-
Notifications
You must be signed in to change notification settings - Fork 1
Description
During the last weeks I opened many issues and questions about gnverifier / gnames / resolver / gnparser / gndiff , trying to tune them for my use cases ... which I hope are similar to those of many other users.
As long as those issues are solved, the results returned by apis are improving.
But improving also implies "changing". And I think this is a major issue for some use cases as well.
When it comes to publishing scientific results (thesis, reports, papers, whatever), repeatability is a must.
If I need to publish a curated list of scientific names, I can describe my protocol (i.e. #85), and I can also provide my data sources as attached files ... but there is no way I can provide the software I used to process those data following my protocol, because it was an api running on a remote server.
And there is no way to change this, since old apis and servers need to be removed. And their names datasources need to be updated, so even the same api version might return different results because of those names updates.
On the other hand, as far as I can tell, if I do my work using a particular release version of gnparser and gndiff, my results will be 100% repeatable in the future as they work completely offline, am I right?
I am currently using online resolver/verifier for several use cases.
For many of them a changing and up to date online api is the best option (i.e. daily checking names of new specimens entering in a collection).
But for published works, a protocol where I download a given version of a datasource and process it offline is a much better option.
In this sense, I see gndiff+gnparser as the most important gnames' tools for scientific publications.
I open this issue not only for encouraging you to further develop them, but also to raise the question about what to do (as of today) if I want to publish some work and describe a protocol which was based on results returned by a current or past gnames api version.

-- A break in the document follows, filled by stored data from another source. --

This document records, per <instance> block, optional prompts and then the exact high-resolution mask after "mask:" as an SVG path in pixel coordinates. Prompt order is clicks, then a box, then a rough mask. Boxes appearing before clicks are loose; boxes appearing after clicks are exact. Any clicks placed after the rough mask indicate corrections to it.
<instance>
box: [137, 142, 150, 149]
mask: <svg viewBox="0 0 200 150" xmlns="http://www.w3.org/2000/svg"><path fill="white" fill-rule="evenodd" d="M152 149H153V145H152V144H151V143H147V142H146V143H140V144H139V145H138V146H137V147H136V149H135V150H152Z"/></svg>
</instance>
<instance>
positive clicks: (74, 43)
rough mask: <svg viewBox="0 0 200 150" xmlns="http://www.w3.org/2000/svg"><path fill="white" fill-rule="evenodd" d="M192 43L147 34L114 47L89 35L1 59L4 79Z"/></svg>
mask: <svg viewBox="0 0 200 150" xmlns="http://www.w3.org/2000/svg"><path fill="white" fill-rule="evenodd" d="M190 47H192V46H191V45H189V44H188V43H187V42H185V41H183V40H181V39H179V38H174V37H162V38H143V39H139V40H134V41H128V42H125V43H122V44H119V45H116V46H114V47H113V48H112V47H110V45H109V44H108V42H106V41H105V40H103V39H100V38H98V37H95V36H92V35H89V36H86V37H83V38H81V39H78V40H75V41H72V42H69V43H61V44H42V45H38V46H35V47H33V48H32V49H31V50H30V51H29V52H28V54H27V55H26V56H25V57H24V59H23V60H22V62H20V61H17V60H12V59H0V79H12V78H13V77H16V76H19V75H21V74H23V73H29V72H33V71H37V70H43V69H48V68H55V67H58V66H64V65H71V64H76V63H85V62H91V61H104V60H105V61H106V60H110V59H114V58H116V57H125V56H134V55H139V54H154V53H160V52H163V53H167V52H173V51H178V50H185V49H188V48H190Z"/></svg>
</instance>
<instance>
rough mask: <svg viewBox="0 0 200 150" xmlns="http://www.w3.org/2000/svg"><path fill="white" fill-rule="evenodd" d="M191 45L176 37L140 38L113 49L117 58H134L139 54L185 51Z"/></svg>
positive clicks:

Is there any way of citing "I used this version of gnverifier api" and also provide some kind of link (github? edit: seen a couple of Zenodo links cited here) which exactly reflects its code at that time ... so whoever wants to repeat my results in the future do it can download the exact version from github and install everything needed to repeat my work? i.e., an exact replica of gnames services at a given moment in time (of course, given that I also downloaded the current gnames database dump at that time, and stored it in a permanent repository somewhere, and provided a link in my publication).
I know that would imply a lot of work and nobody would take the time to do that in practice. But in theory, would it be possible?
As of today, can we state that a work which used gnverifier api results is "in theory" repeatable in 10 years from now, or is this not possible?
And if it is, I would suggest not only to document the how-to, but also that apis could somehow return the how-to info if we request it (some sort of citation parameters, providing necessary links to github, db dumps, etc).